近江さんは「震災当日東京にいてナマでその瞬間をその日々を体験しなかったこと」と「その後Uターンして新聞記者となり震災八年目の地域の復興状況を追いかけ続けていること」の間で静かに葛藤しているのではないでしょうか。

でもそのどっちつかずの立場だからこそ見える現状もあるわけで、この連作はその立場を最大限に「利用」した冷静きわまりない作品であると思いました。過度な喜怒哀楽を含ませずに淡々と、淡々と詠んだ30首。読者を涙ぐませるようなパンチのある言葉は使用せず、あくまでも日常のひとコマを記者という肩書きを持った住民としての目で見ておられます。

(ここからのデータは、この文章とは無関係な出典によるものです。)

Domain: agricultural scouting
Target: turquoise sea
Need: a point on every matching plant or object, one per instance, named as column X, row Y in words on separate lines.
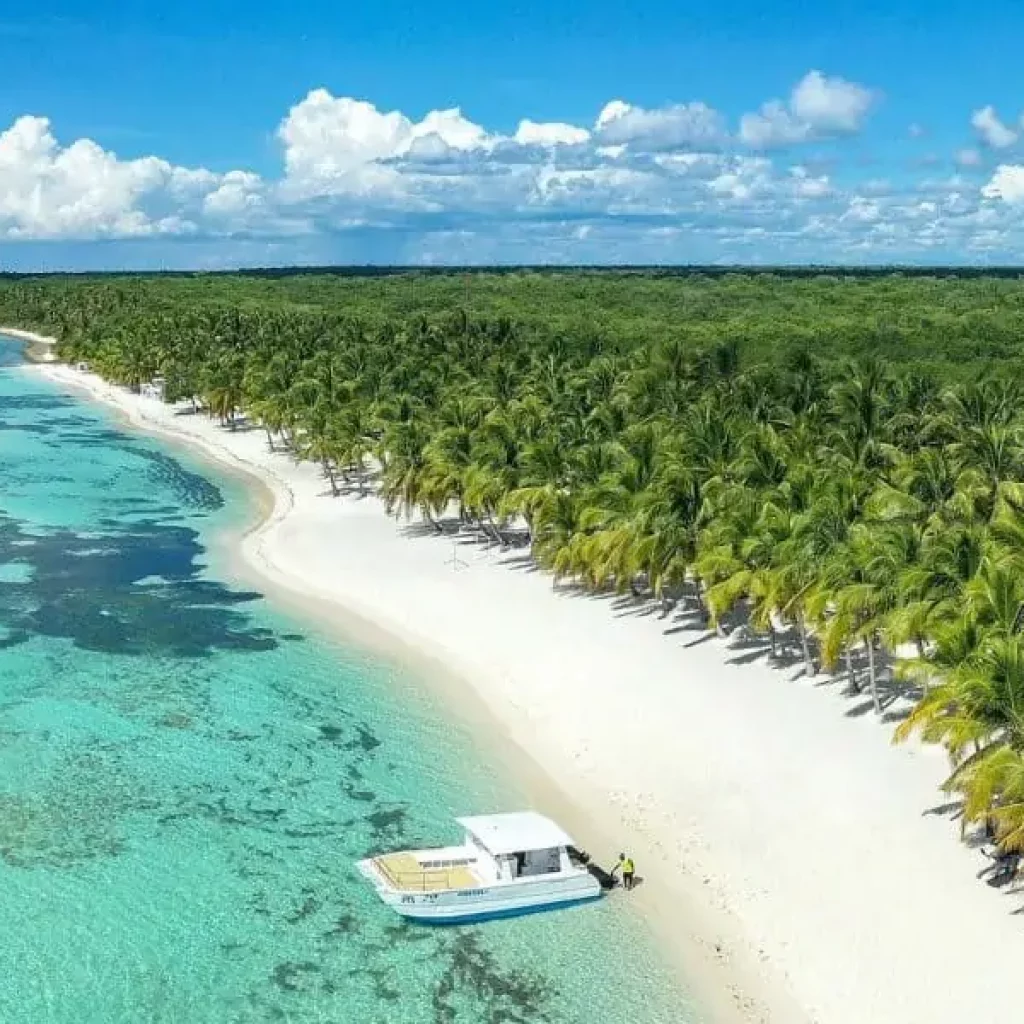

30首の中に特別にドラマチックなことは起きません。復興って何がどうなればゴールなんだっけ?という誰にも正解がわからないことを静かに突きつけてきます。

拙い感想をお読みいただきありがとうございました。『塔7月号』を入手できる方はぜひ「句読点」を読んでみてください。ドリームやワンダーに満ちた短歌でなくても、普通の言葉で普通を描いて賞を勝ち取った近江さんのただごと歌のセンスを感じてみてください。

近江さん、このたびは本当におめでとうございました。ますますのご活躍を~!石巻を中心ににぎわっている短歌部カプカプの活動もラジオ番組「たんたか短歌」も全力応援しております!